Dengan demikian, Al-Razi adalah salah seorang filosof yang hanya mengandalkan
akal tanpa menghiraukan kekuasaan Tuhan.
Ø Al-Farabi
Nama Lengkapnya adalah Abu Nashar
bin Muhammad bin Mohammad bin Tharkhan bin Unzalagh. Dalam bidang filsafat, etika, dan kemasyarakatan,
Al-Farabi tidak kurang dari delapan belas tulisannya, tiga diantaranya adalah:
Ar-Ahl Al-Madinah Al-Fadhilah (pandangan-pandangan para penghuni Negara Yang
Utam), Tahsil Al-Sa’adah (Jalan Mencapai Kebahagiaan) dan Al-Siyasah
Al-Madaniyah (Politik Kenegaraan).
c)
Perkembangan
Kajian Ilmu Astronomi dan Matematika
Perkembangan ilmu astronomi dan matematika mulai berkembang
pada masa pemerintahan al-Ma’mun. Kajian tentang perbintangan dalam islam mulai
dilakukan seiring dengan masuknya pengaruh buku India, Siddanta (bahasa
Arab, Sindhind) yang dibawa ke Baghdad pada tahun 771 M, diterjemahkan
oleh Muhammad ibn Ibrahim al-Fazari, dan digunakan sebagai acuan oleh para
sarjana pada masa selanjutnya. Table berbahasa Pahlawi (zik) yang dihimpun pada
masa Daulah Sasaniyah ikut dimasukkan dalam bentuk terjemahan (zij). Unsure-unsur
Yunani, yang baru muncul belakangan, termasuk diantara unsure penting yang
pertama. Terjemahan awal karya Ptolemius, Almagest, disusul kemudian
oleh dua karya yang lebih unggul yakni karya al-Hajjaj ibn Mathar yang selesai
ditulis pada tahun 212 H/827-828 M, dan karya Hunayn ibn Ishaq yang direvisi
oleh Tsabit ibn Qurrah (w. 901 M).
Pada awal abad ke-9 M, sebuah observasi (rasyd) rutin
pertama dengan menggunakan peralatan yang cukup akurat dilakukan di Jundaysabur
(Persia sebelah barat daya). Berdekatan dengan Bayt al-Hikmah, di pintu
masuk Syammasiyah Baghdad, al-Ma’mun membangun sebuah observatorium dengan
supervisor seorang Yahudi yang baru masuk Islam, Sind ibn ‘Ali dan Yahya ibn
abi Manshur (w. 830 atau 831 M).
Di
observatorium itu para astronom kerajaan tidak hanya mengamati dengan seksama
dan sistematis berbagai gerakan benda-benda langit, tetapi juga menguji semua
unsure penting dalam almagest dan menghasilkan amatan yang sangat akurat
dalam mengukur sudut ekliptik bumi, ketepatan lintas matahari, panjang tahun
matahari, dan sebagainya.
Al-Ma’mun
membangun lagi sebuah observatorium di bukit Kasiyun di luar Damaskus.

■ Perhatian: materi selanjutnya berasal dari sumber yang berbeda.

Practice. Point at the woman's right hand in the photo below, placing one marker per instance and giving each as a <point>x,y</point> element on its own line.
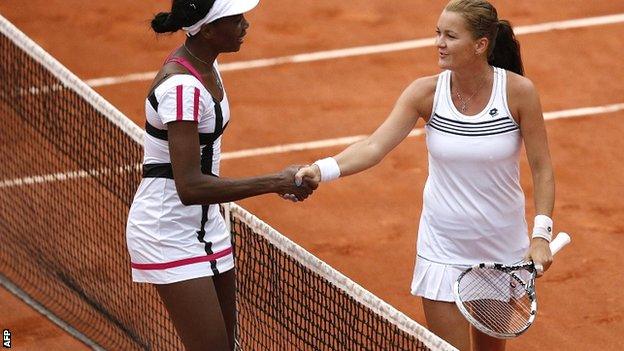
<point>295,190</point>
<point>310,174</point>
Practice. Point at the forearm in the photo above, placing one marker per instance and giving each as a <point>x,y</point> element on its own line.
<point>358,157</point>
<point>544,192</point>
<point>206,190</point>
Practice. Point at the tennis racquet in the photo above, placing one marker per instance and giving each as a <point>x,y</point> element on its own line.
<point>499,300</point>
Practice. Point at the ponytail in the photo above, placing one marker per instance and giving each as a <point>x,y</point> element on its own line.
<point>506,51</point>
<point>164,23</point>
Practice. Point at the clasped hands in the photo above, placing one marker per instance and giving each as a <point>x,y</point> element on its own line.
<point>300,182</point>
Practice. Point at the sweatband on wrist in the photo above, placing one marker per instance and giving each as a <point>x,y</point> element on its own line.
<point>329,169</point>
<point>542,228</point>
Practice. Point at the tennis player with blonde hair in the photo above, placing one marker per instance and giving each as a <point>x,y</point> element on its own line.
<point>478,112</point>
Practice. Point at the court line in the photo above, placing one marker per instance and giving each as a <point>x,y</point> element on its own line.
<point>364,50</point>
<point>279,149</point>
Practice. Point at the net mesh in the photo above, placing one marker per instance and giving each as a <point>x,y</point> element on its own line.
<point>70,166</point>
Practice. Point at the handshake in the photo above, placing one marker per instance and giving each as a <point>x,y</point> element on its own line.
<point>298,182</point>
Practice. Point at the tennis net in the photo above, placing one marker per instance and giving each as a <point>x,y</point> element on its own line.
<point>70,166</point>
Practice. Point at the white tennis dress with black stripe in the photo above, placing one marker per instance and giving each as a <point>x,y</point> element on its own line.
<point>168,241</point>
<point>473,205</point>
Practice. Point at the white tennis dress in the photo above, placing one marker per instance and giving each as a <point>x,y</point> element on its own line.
<point>473,205</point>
<point>168,241</point>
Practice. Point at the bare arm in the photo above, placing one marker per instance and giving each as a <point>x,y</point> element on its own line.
<point>531,119</point>
<point>536,143</point>
<point>195,188</point>
<point>414,102</point>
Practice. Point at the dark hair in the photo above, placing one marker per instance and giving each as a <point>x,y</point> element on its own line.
<point>482,19</point>
<point>183,13</point>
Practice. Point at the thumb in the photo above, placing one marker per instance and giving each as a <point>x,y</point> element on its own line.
<point>299,176</point>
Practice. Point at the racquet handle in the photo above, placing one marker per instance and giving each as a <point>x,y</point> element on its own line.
<point>562,239</point>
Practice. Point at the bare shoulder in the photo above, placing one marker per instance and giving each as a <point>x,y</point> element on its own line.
<point>420,94</point>
<point>519,86</point>
<point>423,86</point>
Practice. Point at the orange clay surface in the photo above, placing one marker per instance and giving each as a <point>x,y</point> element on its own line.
<point>365,225</point>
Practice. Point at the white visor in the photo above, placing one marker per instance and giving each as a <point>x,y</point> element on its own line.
<point>220,9</point>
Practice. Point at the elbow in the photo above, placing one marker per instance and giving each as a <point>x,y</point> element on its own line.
<point>186,193</point>
<point>200,192</point>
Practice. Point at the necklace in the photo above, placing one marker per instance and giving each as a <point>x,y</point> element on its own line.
<point>463,103</point>
<point>214,71</point>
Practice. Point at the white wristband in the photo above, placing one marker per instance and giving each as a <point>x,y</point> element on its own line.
<point>542,227</point>
<point>329,169</point>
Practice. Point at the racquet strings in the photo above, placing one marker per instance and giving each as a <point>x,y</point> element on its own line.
<point>496,299</point>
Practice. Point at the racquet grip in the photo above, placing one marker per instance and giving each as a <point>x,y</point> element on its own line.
<point>559,242</point>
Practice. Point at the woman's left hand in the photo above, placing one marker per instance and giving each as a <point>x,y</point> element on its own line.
<point>540,254</point>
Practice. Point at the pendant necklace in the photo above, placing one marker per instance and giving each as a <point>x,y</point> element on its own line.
<point>463,104</point>
<point>214,71</point>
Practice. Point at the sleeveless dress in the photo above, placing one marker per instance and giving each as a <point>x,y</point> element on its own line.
<point>473,205</point>
<point>167,241</point>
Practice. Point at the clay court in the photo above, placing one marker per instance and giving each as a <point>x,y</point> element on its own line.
<point>365,226</point>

Perangkat observasi pada masa itu terdiri atas busur 90°, astrolob, jarum
penunjuk, dan bola dunia. Ibrahim al-Fazari (w. 777 M) adalah orang islam
pertama yang membuat astrolob, yang meniru bentuk astrolob Yunani, seperti yang
terlihat dari namanya dalam bahasa Arab (asthurlab). Salah satu risalah
tentang perangkat ini ditulis oleh ‘Ali ibn ‘Isa al-Asthurlabi (pembuat
asthurlab) yang tinggal di Baghdad dan Damaskus sebelum 830 M.
Seorang ahli astronomi lainnya yang terkenal pada masa itu
adalah Abu al-‘Abbas ahmad al-Farghani (alfraganus) dari daerah Fargana
Transoxiana, yang diserahi tugas oleh khalifah al-Mutawakkil untuk mengawasi
pembangunan sebuah Nilometer di Fushtat. Karya utama al-Farghani, al-Mudkhil
ila ‘Ilm Hayah al-Aflak, diterjemahkan kedalam bahasa latin oleh John dari
Seville dan Gerrad dari Cremona, ke bahasa Ibrani pada tahun 1131 M dalam versi
bahasa Arab, buku itu ditemukan dengan judul yang berbeda. Antara tahun 877 dan
918 M, Abu Abdullah Muhammad ibn Jabir al-Battani (albategnius) seorang ahli
astronomi bangsa Saba yang terbesar pada masa Islam. Ia membuktikan kemungkinan
terjadinya gerhana matahari cincin, menentukan sudut ekliptik bumi dengan
tingkat keakuratan yang lebih besar, dan mengemukakan berbagai teori orisinal
tentang kemungkinan munculnya bulan baru.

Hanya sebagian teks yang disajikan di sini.